Hypophthalmus edentatus
- Conservation status: Least Concern (IUCN 3.1)

Scientific classification
- Kingdom: Animalia
- Phylum: Chordata
- Class: Actinopterygii
- Order: Siluriformes
- Family: Pimelodidae
- Genus: Hypophthalmus
- Species: H. edentatus
- Binomial name: Hypophthalmus edentatus Spix & Agassiz, 1829

= Hypophthalmus edentatus =

- Authority: Spix & Agassiz, 1829
- Conservation status: LC

Species of fish

The Highwaterman catfish (Hypophthalmus edentatus), is a species of pelagic potamodromous catfish of the family Pimelodidae that is native to Guyana, Suriname, Venezuela, northern Brazil and Gulf of Paria.

==Description==
It grows to a length of 57.5 cm. It has no teeth but possesses many long gill rakers and three long barbels. Body elongated with less depressed head. Caudal fin triangular. Lateral line complete and scales absent on skin. Dorsum light grey with steely blue cast. Ventral sides yellowish and whitish below.
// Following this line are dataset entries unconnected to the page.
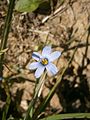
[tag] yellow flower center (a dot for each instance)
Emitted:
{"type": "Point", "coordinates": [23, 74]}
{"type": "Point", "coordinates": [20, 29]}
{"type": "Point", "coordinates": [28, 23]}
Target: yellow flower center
{"type": "Point", "coordinates": [44, 61]}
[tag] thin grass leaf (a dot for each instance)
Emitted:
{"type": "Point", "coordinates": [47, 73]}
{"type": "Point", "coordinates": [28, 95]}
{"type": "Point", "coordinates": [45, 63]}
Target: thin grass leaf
{"type": "Point", "coordinates": [68, 116]}
{"type": "Point", "coordinates": [27, 5]}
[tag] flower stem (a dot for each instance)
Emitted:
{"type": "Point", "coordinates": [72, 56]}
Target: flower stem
{"type": "Point", "coordinates": [37, 92]}
{"type": "Point", "coordinates": [2, 47]}
{"type": "Point", "coordinates": [5, 33]}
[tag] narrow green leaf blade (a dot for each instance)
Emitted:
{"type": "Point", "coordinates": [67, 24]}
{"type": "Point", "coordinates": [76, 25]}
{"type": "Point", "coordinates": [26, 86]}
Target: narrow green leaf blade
{"type": "Point", "coordinates": [27, 5]}
{"type": "Point", "coordinates": [68, 116]}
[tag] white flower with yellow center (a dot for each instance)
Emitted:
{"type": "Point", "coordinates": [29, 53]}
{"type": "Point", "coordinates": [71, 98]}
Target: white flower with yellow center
{"type": "Point", "coordinates": [44, 61]}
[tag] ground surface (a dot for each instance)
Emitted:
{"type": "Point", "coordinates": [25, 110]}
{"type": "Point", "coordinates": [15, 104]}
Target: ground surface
{"type": "Point", "coordinates": [67, 26]}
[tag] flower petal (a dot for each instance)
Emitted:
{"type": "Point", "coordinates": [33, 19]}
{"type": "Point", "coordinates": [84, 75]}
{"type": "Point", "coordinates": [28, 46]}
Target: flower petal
{"type": "Point", "coordinates": [46, 50]}
{"type": "Point", "coordinates": [33, 65]}
{"type": "Point", "coordinates": [53, 56]}
{"type": "Point", "coordinates": [39, 71]}
{"type": "Point", "coordinates": [36, 56]}
{"type": "Point", "coordinates": [52, 68]}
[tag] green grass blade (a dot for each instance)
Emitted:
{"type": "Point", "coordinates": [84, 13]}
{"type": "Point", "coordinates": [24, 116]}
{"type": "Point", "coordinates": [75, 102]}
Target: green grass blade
{"type": "Point", "coordinates": [68, 116]}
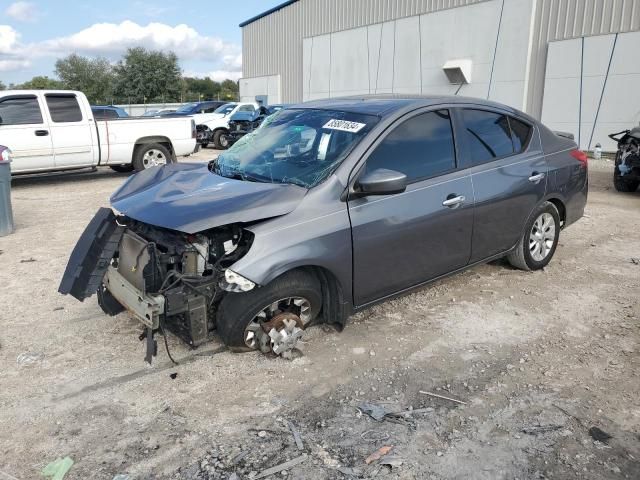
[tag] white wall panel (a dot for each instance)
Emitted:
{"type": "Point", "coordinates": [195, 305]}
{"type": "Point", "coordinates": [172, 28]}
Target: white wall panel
{"type": "Point", "coordinates": [265, 85]}
{"type": "Point", "coordinates": [610, 98]}
{"type": "Point", "coordinates": [407, 55]}
{"type": "Point", "coordinates": [320, 67]}
{"type": "Point", "coordinates": [597, 51]}
{"type": "Point", "coordinates": [349, 65]}
{"type": "Point", "coordinates": [406, 68]}
{"type": "Point", "coordinates": [510, 68]}
{"type": "Point", "coordinates": [620, 108]}
{"type": "Point", "coordinates": [562, 86]}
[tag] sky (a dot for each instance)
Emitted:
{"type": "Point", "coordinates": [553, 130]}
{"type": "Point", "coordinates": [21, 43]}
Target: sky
{"type": "Point", "coordinates": [204, 35]}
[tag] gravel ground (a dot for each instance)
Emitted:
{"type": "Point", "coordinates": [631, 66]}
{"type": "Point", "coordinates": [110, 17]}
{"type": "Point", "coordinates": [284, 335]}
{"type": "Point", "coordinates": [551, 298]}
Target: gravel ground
{"type": "Point", "coordinates": [538, 358]}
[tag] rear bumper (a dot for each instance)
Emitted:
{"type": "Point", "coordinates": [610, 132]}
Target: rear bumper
{"type": "Point", "coordinates": [146, 308]}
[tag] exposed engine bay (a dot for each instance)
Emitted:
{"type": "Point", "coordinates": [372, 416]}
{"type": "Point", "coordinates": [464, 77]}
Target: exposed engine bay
{"type": "Point", "coordinates": [172, 281]}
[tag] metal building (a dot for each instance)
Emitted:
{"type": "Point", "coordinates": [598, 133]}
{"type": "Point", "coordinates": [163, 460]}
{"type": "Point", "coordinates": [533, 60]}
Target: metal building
{"type": "Point", "coordinates": [572, 63]}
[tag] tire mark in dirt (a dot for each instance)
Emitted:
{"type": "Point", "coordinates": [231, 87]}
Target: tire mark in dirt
{"type": "Point", "coordinates": [112, 382]}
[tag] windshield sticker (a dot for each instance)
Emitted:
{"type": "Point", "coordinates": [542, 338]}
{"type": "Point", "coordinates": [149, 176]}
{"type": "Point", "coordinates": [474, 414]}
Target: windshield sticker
{"type": "Point", "coordinates": [344, 125]}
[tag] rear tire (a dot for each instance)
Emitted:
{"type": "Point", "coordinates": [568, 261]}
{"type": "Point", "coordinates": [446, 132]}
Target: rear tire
{"type": "Point", "coordinates": [122, 168]}
{"type": "Point", "coordinates": [150, 155]}
{"type": "Point", "coordinates": [221, 139]}
{"type": "Point", "coordinates": [238, 310]}
{"type": "Point", "coordinates": [621, 184]}
{"type": "Point", "coordinates": [535, 250]}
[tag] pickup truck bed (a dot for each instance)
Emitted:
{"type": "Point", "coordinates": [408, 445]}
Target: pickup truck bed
{"type": "Point", "coordinates": [55, 130]}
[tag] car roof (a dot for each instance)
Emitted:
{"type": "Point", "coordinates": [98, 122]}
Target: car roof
{"type": "Point", "coordinates": [383, 105]}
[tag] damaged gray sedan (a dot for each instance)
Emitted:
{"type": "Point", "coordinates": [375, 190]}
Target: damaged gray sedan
{"type": "Point", "coordinates": [329, 207]}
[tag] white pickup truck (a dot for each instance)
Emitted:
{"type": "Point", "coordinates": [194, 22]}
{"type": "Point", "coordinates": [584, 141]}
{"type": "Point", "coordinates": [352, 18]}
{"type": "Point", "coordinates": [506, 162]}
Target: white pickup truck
{"type": "Point", "coordinates": [55, 130]}
{"type": "Point", "coordinates": [214, 127]}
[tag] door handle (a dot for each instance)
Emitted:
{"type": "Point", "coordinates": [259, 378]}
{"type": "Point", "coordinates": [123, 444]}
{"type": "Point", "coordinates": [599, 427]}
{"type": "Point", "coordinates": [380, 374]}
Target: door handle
{"type": "Point", "coordinates": [453, 202]}
{"type": "Point", "coordinates": [536, 177]}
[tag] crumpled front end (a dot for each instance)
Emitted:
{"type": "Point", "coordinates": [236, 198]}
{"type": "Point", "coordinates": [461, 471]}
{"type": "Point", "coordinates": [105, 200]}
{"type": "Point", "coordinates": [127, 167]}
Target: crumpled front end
{"type": "Point", "coordinates": [167, 279]}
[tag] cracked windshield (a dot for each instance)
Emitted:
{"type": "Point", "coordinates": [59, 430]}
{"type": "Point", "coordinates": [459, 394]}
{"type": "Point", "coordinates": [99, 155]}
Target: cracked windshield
{"type": "Point", "coordinates": [302, 147]}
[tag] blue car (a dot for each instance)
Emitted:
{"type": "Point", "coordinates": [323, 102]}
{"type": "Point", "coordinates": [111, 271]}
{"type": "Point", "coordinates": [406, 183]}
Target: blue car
{"type": "Point", "coordinates": [107, 112]}
{"type": "Point", "coordinates": [242, 123]}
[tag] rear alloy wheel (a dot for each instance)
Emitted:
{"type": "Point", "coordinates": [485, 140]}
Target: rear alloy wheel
{"type": "Point", "coordinates": [272, 318]}
{"type": "Point", "coordinates": [622, 184]}
{"type": "Point", "coordinates": [221, 139]}
{"type": "Point", "coordinates": [539, 241]}
{"type": "Point", "coordinates": [150, 155]}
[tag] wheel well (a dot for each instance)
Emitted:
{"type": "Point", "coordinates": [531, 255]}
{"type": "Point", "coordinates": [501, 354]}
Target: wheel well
{"type": "Point", "coordinates": [164, 141]}
{"type": "Point", "coordinates": [562, 211]}
{"type": "Point", "coordinates": [333, 309]}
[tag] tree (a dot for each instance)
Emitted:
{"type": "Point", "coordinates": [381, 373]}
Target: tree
{"type": "Point", "coordinates": [145, 76]}
{"type": "Point", "coordinates": [40, 83]}
{"type": "Point", "coordinates": [93, 77]}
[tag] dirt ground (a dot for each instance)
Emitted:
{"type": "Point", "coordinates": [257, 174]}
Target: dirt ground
{"type": "Point", "coordinates": [538, 358]}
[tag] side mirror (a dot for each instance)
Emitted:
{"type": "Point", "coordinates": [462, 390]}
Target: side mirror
{"type": "Point", "coordinates": [381, 182]}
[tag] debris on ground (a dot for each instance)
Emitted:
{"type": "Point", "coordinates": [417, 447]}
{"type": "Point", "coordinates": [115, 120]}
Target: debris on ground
{"type": "Point", "coordinates": [282, 466]}
{"type": "Point", "coordinates": [373, 436]}
{"type": "Point", "coordinates": [296, 435]}
{"type": "Point", "coordinates": [392, 461]}
{"type": "Point", "coordinates": [431, 394]}
{"type": "Point", "coordinates": [599, 435]}
{"type": "Point", "coordinates": [29, 358]}
{"type": "Point", "coordinates": [380, 414]}
{"type": "Point", "coordinates": [375, 411]}
{"type": "Point", "coordinates": [378, 454]}
{"type": "Point", "coordinates": [58, 468]}
{"type": "Point", "coordinates": [540, 429]}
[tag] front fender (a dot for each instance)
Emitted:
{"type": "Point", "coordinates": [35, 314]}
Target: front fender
{"type": "Point", "coordinates": [320, 242]}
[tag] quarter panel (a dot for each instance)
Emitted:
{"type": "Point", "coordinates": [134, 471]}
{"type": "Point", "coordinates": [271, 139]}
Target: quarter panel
{"type": "Point", "coordinates": [504, 200]}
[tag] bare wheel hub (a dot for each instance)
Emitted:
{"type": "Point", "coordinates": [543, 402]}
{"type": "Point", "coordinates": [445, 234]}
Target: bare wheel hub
{"type": "Point", "coordinates": [153, 158]}
{"type": "Point", "coordinates": [278, 327]}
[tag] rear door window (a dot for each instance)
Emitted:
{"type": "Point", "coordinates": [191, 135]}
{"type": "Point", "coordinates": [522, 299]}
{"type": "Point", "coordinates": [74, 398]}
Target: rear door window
{"type": "Point", "coordinates": [64, 108]}
{"type": "Point", "coordinates": [487, 134]}
{"type": "Point", "coordinates": [520, 134]}
{"type": "Point", "coordinates": [23, 110]}
{"type": "Point", "coordinates": [420, 147]}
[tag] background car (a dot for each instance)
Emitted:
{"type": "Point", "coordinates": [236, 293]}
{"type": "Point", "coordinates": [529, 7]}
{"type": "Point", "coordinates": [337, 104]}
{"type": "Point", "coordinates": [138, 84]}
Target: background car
{"type": "Point", "coordinates": [107, 112]}
{"type": "Point", "coordinates": [208, 106]}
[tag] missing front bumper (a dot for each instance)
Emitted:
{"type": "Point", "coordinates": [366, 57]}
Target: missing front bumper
{"type": "Point", "coordinates": [146, 308]}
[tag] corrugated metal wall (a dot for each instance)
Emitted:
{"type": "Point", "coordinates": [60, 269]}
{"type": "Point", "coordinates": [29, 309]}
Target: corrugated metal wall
{"type": "Point", "coordinates": [273, 44]}
{"type": "Point", "coordinates": [565, 19]}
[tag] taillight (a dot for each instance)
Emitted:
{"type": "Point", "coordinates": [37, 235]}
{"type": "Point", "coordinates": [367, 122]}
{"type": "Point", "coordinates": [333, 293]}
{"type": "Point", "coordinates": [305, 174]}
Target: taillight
{"type": "Point", "coordinates": [580, 156]}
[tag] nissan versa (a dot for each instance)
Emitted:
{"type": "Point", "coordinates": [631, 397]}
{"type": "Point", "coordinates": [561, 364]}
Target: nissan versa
{"type": "Point", "coordinates": [329, 207]}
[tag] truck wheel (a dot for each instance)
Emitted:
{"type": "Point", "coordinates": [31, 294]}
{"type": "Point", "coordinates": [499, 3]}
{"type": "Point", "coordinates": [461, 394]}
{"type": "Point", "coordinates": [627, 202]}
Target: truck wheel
{"type": "Point", "coordinates": [622, 184]}
{"type": "Point", "coordinates": [150, 155]}
{"type": "Point", "coordinates": [121, 168]}
{"type": "Point", "coordinates": [270, 318]}
{"type": "Point", "coordinates": [539, 241]}
{"type": "Point", "coordinates": [221, 139]}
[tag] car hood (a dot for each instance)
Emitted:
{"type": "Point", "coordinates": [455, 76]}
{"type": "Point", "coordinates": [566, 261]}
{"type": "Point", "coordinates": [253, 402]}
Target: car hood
{"type": "Point", "coordinates": [189, 198]}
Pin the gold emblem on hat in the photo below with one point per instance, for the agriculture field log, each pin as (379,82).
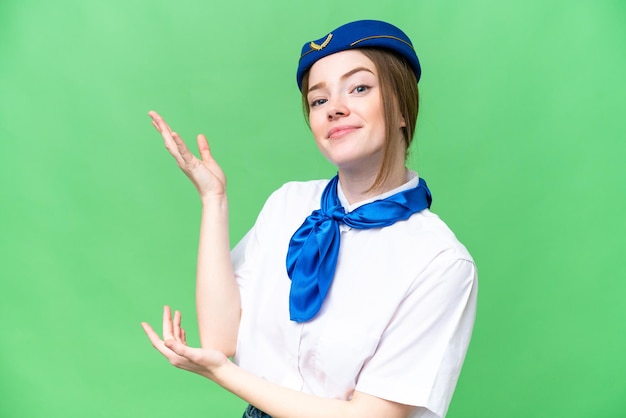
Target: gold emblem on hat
(323,44)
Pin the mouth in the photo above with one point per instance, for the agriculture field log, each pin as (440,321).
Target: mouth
(339,131)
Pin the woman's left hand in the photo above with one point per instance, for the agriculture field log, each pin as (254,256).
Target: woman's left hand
(173,346)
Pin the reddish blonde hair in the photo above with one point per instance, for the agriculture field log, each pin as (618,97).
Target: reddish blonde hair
(400,96)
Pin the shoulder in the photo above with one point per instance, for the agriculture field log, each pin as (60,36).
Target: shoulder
(290,204)
(296,196)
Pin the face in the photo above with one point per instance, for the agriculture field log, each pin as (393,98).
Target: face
(346,111)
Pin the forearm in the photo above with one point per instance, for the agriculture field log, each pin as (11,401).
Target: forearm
(217,295)
(281,402)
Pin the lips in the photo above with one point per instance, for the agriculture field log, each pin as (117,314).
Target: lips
(339,131)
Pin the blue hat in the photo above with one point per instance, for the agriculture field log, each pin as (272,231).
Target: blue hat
(359,34)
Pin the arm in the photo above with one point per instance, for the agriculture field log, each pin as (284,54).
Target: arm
(217,295)
(276,400)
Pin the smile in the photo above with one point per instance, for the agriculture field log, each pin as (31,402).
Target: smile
(340,131)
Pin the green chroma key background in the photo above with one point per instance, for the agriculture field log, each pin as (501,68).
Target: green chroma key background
(521,137)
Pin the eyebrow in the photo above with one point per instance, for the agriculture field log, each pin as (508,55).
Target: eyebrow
(343,77)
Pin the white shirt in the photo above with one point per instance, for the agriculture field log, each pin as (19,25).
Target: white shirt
(397,319)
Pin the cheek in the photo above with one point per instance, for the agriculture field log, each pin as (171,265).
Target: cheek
(316,122)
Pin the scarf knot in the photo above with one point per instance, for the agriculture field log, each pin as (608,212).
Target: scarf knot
(314,247)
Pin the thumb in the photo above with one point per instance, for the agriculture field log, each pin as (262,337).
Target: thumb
(183,350)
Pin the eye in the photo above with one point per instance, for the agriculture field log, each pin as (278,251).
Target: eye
(317,102)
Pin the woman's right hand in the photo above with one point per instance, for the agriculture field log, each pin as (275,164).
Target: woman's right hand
(205,174)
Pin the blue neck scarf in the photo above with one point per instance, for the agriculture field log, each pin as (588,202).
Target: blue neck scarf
(314,247)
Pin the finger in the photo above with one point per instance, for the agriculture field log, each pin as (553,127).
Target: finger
(203,148)
(159,122)
(177,329)
(192,354)
(152,335)
(183,151)
(168,332)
Barbels light grey.

==Distribution==
It inhabits Amazon and Orinoco River basins and Atlantic coastal rivers of Guyana and Suriname. It is also found in Paraná River.

==Ecology==
It lives in soft muddy bottoms and are filter feeders. It feeds on crustaceans like debris, cladocerans, copepods and ostracods. Expected life span in aquarium is 16-17 years.